Grahplan an regression and IDA*

At 12:19 PM 10/9/2004, you wrote:

Dear Dr. Rao,
    I have a question about planning graph. This question was originally asked by William Cushing in the class.
The planning graphs level off, but does this happens before the entire state space is expanded?
My thinking says that the planning graph will expand the entire search space before it levels  off? Am I correct?

Yes, I remember this question.

First off, I think you want to ask about what happens when PG _terminates_ (i.e., has no new memos between
two consecutive levels) not when it levels off.

What we can say is that the  planning graph will not terminate terminate without expanding the entire search space that is both reachable
from initial state and relevant from goal state.

To see what is going on you need to realize that

   1. A progression search will cover the entire reachable space
   2. A regression search will cover the entire relevant space (i.e., space reacable from _goal state_)
   3. Graphplan is doing  an iterative deepening regression search (IDA* regression), were the iterations are generated in the forward direction and search is done in the backward direction. [In IDA* terms, the planing graph construction phase is giving us the equi-f contour; regression  is used t search it]

 In the forward phase, the PG is finding envelopes for states that are reachable in k steps from the init
state.

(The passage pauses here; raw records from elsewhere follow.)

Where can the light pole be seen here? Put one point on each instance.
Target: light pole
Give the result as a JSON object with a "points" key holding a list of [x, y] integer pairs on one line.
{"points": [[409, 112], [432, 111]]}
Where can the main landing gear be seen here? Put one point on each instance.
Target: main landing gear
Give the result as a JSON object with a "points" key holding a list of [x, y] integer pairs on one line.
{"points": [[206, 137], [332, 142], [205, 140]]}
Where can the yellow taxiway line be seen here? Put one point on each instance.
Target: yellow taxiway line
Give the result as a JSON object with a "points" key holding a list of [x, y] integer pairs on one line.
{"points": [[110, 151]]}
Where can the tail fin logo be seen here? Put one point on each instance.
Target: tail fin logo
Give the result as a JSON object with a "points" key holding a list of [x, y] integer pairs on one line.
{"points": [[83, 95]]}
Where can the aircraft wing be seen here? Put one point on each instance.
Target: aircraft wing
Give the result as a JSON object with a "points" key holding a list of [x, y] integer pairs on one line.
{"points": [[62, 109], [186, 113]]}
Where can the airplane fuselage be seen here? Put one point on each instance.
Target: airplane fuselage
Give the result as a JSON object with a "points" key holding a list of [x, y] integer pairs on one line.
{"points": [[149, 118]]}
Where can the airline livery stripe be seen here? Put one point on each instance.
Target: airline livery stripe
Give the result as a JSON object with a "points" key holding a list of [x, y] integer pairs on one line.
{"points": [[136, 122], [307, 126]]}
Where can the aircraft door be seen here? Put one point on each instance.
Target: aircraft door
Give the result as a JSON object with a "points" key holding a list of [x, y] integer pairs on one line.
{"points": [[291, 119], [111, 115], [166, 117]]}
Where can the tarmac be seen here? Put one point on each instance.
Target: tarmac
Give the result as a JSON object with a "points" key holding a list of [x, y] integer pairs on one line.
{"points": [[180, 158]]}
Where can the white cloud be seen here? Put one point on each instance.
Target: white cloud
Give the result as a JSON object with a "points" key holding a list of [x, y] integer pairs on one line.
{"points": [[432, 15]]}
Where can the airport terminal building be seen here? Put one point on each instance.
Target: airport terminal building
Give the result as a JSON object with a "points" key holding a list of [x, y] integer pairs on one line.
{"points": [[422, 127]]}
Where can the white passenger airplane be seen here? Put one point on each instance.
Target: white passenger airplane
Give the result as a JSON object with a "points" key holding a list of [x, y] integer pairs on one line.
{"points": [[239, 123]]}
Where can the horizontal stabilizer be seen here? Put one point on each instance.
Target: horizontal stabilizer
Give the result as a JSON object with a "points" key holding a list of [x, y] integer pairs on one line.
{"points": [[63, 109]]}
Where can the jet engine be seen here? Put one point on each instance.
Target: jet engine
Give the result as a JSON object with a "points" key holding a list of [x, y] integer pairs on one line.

In the backward phase, the graphplan is doing regression search within this k-envelope. If the search fails, he
envelope is extended to k+1 and regression is done again.

Given this, it is possible for graphplan to terminate without expanding a node that is reachable but is not relevant (which still does not affect
completeness).


[You can get a more elaborate explanation of this in the paper
http://rakaposhi.eas.asu.edu/SKambhampati00.pdf  (read from the seventh page first column bottom---from the para
starting "In fact, it is easy to see that modifying the Graphplan algorithm
in the following ways gets us a Graphplan-variant that
is essentially isomorphic to a state-space regression planner
using dis-based heuristics:"  }

You can also look at section 2.2 alone in http://rakaposhi.eas.asu.edu/pegg-jair-latest.pdf


 
I also wanted to say something about additional constraints for planning problem.
I feel additional constraints can be useful if they decrease the search space more then decreasing the feasible solution space.

Yes. In particular, the "deductive closure" constraints (of the kind we get by constraint propagation)
 have the property that they do not rule out any solutions, and just tighten the search space.

 
But, in those circumstances calling them constraints is subjective and highly debatable!